It takes a whole 0.63 seconds for latexmlmath to parse in a single equation. As Miller notes, this is partiallydue to the overhead of the command initializing/loading in libraries each time it is called.

In [74]:
intext = "\\begin{document} $\\frac{3}{4}$ $\\frac{5}{6}$ $\\frac{7}{8}$ \\end{document}"
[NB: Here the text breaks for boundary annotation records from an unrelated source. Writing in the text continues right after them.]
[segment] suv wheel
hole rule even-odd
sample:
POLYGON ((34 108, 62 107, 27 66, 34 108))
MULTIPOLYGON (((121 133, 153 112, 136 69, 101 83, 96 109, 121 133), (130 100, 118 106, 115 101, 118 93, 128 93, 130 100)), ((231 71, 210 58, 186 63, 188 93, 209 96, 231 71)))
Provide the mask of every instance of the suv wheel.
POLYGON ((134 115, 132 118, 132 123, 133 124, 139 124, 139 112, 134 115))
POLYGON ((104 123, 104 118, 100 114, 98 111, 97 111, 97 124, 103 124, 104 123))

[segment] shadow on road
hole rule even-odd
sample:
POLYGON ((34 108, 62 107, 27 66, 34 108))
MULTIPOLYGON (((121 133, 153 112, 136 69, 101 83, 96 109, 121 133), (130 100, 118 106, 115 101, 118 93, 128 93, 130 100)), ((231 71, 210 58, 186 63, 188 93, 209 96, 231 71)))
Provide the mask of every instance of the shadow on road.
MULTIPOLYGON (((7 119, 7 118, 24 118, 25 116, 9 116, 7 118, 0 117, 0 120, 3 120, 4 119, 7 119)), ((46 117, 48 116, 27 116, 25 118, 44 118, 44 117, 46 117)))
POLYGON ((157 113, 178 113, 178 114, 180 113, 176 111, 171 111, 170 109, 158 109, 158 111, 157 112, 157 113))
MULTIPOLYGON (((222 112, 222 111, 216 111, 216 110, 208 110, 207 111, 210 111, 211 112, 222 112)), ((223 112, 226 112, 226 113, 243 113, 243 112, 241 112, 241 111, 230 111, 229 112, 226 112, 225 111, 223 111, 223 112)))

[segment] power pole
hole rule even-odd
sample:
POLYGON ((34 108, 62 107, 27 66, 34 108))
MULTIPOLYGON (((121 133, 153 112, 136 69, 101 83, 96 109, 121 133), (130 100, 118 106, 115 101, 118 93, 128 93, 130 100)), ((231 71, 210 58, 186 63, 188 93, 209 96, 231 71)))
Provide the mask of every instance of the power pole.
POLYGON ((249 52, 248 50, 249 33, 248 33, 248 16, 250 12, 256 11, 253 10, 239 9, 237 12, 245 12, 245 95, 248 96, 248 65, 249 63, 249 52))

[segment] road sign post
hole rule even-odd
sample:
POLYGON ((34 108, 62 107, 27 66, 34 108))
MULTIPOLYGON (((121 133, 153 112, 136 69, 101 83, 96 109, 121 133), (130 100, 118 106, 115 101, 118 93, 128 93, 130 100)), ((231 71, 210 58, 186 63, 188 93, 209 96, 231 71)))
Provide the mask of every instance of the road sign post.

proc = subprocess.Popen(["latexml", "--quiet", "-"], stderr = PIPE, stdout = PIPE, stdin = PIPE)
stdout, stderr = proc.communicate(intext)
proc = subprocess.Popen(["latexmlpost", "--pmml", "--format=xhtml" , "-"], stderr = PIPE, stdout = PIPE, stdin = PIPE)
stdout2, stderr = proc.communicate(stdout)
print(stdout2)

<?xml version="1.0" encoding="utf-8"?>
<!DOCTYPE html PUBLIC "-//W3C//DTD XHTML 1.1 plus MathML 2.0//EN" "http://www.w3.org/Math/DTD/mathml2/xhtml-math11-f.dtd">
<html xmlns="http://www.w3.org/1999/xhtml">
<head>
<title>Untitled Document</title>
<!--Generated on Thu Jul 28 14:40:42 2016 by LaTeXML (version 0.8.2) http://dlmf.nist.gov/LaTeXML/.-->

<meta http-equiv="Content-Type" content="application/xhtml+xml; charset=UTF-8"/>
<link rel="stylesheet" href="/home/jay/hopper/hoptex/LaTeXML.css" type="text/css"/>
</head>
<body>
<div class="ltx_page_main">
<div class="ltx_page_content">
<div class="ltx_document">
<div id="p1" class="ltx_para">
<p class="ltx_p"><math xmlns="http://www.w3.org/1998/Math/MathML" id="p1.m1" class="ltx_Math" alttext="\frac{3}{4}" display="inline"><mfrac><mn>3</mn><mn>4</mn></mfrac></math> <math xmlns="http://www.w3.org/1998/Math/MathML" id="p1.m2" class="ltx_Math" alttext="\frac{5}{6}" display="inline"><mfrac><mn>5</mn><mn>6</mn></mfrac></math> <math xmlns="http:

Note that, within the results of *latexmlpost*, we have presentation MathML with the exact same formatting as the results we received from latexmlmath. One potential fix to the performance problems would be to:
* Per document, construct a latex body of only display mode equations from said document
* Run the temporary document through the latexml/latexmlpost pipeline
* If it encounters errors, try to handle it with latexmlmath
* Otherwise, parse in the equations from the document XHTML output (the equations should be in the same order in the temporary file as they were in the main file).